To fix this, the mechanism needs to be modified to inject some kind of unmistakable signal distinguishing prompt, input and output that is less likely to be ignored by the model.
Adding an additional token type embedding, as liuliu suggested, to distinguish between otherwise textually identical tokens, would be one way to do that. You could also use different QKV matrices depending on the token types involved. Or, in the Dual LLM proposal, prevent prompt and input from interacting via attention at all and use a highly restricted interface instead.
> The token_type_embedding is zero init and frozen for responses and the user prompt, but trainable for system prompt.

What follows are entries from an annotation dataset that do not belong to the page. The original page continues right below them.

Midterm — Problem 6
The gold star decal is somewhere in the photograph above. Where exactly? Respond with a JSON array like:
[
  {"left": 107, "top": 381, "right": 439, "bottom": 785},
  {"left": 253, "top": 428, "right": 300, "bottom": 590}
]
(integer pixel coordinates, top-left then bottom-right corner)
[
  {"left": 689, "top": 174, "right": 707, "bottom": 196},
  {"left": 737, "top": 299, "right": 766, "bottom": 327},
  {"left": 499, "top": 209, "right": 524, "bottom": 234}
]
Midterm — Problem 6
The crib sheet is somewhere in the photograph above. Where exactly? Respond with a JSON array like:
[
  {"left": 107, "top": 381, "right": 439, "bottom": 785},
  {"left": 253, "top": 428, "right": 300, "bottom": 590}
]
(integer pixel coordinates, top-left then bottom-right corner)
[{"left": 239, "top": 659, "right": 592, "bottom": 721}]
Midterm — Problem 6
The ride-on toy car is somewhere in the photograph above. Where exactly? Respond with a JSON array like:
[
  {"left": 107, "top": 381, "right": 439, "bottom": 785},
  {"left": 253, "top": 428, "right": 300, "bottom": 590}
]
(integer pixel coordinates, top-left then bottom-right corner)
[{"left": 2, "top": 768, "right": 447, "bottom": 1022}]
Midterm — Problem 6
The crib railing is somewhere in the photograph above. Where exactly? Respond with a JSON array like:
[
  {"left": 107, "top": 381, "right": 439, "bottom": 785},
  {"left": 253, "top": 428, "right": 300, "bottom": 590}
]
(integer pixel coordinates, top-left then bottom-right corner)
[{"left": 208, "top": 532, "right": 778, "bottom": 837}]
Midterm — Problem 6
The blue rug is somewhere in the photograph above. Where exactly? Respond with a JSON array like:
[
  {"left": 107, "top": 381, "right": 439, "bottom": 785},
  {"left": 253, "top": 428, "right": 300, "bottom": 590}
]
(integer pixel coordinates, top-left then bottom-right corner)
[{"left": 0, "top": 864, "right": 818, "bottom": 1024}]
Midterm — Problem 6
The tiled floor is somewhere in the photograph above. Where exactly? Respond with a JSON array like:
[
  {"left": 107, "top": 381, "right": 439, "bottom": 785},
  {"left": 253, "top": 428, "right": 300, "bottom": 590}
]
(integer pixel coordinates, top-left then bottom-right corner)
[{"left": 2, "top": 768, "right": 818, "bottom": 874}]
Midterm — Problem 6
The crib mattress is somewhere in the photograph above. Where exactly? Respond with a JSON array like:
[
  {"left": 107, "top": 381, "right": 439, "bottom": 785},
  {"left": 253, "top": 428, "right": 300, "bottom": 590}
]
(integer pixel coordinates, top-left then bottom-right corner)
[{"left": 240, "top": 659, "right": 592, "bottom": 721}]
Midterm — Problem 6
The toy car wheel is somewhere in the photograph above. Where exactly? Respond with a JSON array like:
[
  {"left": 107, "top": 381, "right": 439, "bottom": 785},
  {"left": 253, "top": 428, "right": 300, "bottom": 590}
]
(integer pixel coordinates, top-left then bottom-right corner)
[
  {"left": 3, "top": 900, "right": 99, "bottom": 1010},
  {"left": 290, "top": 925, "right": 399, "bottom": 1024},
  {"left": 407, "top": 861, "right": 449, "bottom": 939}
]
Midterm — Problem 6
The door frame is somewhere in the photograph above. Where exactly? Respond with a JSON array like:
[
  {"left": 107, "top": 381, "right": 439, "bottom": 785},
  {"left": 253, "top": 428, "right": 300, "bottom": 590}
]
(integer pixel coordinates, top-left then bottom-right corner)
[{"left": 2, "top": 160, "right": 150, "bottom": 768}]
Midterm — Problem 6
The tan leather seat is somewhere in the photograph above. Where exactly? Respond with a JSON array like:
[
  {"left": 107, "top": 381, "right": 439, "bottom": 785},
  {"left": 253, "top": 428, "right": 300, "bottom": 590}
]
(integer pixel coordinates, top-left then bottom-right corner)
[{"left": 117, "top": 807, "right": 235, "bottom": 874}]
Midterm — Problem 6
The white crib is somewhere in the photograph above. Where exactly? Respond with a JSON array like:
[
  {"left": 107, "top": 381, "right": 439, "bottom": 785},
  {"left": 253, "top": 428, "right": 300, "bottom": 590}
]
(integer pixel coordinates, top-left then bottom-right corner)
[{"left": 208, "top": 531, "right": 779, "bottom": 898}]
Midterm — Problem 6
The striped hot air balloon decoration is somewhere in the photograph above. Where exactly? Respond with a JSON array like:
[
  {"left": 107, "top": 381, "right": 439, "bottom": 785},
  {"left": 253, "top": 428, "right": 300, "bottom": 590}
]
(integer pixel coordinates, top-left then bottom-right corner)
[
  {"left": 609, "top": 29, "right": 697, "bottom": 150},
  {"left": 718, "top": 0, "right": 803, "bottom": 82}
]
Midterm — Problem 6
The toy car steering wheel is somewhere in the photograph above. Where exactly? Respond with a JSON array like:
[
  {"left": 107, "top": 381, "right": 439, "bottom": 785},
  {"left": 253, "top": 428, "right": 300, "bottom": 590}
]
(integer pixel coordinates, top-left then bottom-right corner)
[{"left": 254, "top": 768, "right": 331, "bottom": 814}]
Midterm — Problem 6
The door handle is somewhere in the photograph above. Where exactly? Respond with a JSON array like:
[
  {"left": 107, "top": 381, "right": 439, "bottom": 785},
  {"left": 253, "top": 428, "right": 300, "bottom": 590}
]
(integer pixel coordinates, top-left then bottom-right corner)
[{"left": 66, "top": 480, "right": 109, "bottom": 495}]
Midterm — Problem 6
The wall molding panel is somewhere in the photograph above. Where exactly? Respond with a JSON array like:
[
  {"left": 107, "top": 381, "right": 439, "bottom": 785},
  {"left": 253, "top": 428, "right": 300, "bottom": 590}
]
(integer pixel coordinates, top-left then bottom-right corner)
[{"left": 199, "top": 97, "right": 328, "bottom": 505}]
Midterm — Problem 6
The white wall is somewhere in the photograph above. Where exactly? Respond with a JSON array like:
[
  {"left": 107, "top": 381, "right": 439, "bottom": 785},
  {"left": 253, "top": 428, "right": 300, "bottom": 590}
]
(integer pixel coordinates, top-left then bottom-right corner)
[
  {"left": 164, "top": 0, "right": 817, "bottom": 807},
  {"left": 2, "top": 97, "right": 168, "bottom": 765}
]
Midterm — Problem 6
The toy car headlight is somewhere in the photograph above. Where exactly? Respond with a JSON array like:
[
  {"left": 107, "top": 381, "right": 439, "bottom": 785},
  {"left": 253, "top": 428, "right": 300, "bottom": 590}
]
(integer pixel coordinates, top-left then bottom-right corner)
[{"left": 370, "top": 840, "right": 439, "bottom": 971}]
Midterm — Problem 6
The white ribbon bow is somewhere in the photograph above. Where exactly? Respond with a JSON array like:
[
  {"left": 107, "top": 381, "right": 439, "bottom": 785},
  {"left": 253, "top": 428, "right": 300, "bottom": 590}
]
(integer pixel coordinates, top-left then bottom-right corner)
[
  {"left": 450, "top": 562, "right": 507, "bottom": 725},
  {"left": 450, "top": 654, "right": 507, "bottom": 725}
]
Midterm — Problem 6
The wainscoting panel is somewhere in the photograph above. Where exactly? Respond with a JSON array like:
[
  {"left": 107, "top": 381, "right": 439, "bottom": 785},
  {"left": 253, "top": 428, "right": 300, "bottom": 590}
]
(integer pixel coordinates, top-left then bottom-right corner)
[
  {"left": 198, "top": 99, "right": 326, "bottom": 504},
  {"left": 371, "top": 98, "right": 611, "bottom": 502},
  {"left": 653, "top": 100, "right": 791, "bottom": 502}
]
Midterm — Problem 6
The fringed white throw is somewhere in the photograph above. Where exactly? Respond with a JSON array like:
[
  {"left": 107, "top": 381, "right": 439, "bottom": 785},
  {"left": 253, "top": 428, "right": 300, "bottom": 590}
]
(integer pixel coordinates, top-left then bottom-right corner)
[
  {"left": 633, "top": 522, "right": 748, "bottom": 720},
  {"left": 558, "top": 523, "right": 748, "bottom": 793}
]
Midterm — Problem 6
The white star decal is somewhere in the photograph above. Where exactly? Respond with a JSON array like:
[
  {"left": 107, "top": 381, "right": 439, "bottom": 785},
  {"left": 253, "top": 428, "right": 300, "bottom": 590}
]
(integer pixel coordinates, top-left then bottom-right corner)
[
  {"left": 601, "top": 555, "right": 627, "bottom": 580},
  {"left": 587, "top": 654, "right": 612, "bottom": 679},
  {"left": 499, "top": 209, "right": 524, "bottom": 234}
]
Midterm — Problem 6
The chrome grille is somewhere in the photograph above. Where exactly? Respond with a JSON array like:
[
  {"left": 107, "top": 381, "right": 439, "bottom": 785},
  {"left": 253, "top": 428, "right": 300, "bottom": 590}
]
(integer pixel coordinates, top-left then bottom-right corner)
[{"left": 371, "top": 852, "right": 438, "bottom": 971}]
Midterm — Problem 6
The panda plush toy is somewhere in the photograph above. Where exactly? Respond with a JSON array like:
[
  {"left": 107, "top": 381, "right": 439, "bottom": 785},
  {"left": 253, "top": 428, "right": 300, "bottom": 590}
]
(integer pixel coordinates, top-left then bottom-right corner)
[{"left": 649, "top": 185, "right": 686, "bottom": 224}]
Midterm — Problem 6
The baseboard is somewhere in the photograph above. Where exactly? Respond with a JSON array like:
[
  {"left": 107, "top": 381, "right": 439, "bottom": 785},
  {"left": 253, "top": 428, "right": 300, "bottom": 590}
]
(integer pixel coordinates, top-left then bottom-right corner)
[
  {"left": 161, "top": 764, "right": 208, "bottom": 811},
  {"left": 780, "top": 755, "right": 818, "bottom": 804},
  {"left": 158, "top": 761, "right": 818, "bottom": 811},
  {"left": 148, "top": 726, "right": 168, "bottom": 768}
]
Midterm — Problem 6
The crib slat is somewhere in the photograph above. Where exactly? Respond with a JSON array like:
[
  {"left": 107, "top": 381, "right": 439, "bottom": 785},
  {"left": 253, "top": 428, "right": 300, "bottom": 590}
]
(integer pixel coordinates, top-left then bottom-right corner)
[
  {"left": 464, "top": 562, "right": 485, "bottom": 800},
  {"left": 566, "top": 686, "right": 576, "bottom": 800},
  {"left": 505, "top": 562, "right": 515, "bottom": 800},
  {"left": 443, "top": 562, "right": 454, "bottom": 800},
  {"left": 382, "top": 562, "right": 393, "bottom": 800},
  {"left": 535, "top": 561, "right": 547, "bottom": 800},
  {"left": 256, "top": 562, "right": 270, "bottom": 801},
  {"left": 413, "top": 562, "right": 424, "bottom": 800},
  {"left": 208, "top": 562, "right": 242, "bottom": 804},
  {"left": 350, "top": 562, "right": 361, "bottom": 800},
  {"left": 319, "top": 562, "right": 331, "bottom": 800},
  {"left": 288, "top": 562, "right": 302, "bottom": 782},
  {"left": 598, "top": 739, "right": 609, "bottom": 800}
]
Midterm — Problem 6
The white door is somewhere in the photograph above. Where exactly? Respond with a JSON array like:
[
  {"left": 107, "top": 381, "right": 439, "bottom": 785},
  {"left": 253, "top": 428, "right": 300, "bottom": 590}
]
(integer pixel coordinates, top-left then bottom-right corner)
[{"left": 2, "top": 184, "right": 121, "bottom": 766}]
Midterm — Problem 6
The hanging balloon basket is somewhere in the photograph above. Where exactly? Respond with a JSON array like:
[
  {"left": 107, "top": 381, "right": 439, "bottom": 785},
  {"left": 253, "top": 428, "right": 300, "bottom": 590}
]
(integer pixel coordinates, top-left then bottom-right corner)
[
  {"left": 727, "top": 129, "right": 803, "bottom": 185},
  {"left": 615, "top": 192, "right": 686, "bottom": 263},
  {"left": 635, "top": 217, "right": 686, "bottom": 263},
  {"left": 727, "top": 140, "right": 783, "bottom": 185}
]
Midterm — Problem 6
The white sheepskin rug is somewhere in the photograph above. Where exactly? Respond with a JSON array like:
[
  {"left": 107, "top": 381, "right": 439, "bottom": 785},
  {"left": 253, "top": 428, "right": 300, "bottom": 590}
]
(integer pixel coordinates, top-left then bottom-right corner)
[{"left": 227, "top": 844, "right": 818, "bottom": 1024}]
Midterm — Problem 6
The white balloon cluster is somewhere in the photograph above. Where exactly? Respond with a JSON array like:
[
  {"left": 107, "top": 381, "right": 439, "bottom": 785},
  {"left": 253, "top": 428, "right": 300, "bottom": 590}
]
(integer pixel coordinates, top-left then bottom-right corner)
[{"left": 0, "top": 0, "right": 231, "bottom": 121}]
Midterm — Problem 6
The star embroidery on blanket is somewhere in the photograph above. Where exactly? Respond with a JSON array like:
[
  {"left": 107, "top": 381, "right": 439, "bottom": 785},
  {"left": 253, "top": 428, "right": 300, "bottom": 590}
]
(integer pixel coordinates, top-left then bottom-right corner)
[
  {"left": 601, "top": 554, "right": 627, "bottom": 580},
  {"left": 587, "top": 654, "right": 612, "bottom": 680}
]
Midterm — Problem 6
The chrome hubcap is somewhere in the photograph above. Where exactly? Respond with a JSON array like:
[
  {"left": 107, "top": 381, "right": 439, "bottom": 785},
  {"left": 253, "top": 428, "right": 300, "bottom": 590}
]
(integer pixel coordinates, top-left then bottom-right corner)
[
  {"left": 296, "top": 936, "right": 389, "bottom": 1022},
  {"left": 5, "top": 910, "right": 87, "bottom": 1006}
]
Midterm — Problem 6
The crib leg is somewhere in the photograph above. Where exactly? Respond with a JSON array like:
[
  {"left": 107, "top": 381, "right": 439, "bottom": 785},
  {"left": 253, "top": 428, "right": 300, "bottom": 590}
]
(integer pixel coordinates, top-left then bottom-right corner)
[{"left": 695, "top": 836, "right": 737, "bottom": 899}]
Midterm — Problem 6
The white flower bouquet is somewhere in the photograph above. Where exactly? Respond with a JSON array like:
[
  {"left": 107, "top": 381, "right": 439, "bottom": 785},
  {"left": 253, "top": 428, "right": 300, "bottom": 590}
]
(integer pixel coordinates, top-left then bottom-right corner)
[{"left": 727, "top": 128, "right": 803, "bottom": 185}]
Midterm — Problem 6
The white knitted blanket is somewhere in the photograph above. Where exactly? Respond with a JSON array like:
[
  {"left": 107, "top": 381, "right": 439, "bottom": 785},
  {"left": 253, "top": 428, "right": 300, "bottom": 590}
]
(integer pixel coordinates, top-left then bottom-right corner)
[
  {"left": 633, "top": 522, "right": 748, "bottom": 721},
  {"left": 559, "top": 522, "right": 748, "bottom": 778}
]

I think the question is, what would you then train it to do with the additional information (privileged vs unprivileged text)? Intuitively, we want it to "follow directions" in the privileged text, but not in the unprivileged text, but the problem is that LLMs are not "following directions" now. An LLM doesn't turn your English into some internal model of a command, and then execute the command.
Text that, in the examples used to train the neural net, has next token targets that represent answers where the unprivileged text didn’t outsmart the privileged text.
But given that must over or underfit there is no guarantee that it will do perfectly well on test data at honouring this.
embedding = text_embedding + token_type_embedding + position_embedding
The token_type_embedding is zero init and frozen for responses and the user prompt, but trainable for system prompt.
This should give LLM enough information to distinguish privileged text and unprivileged text?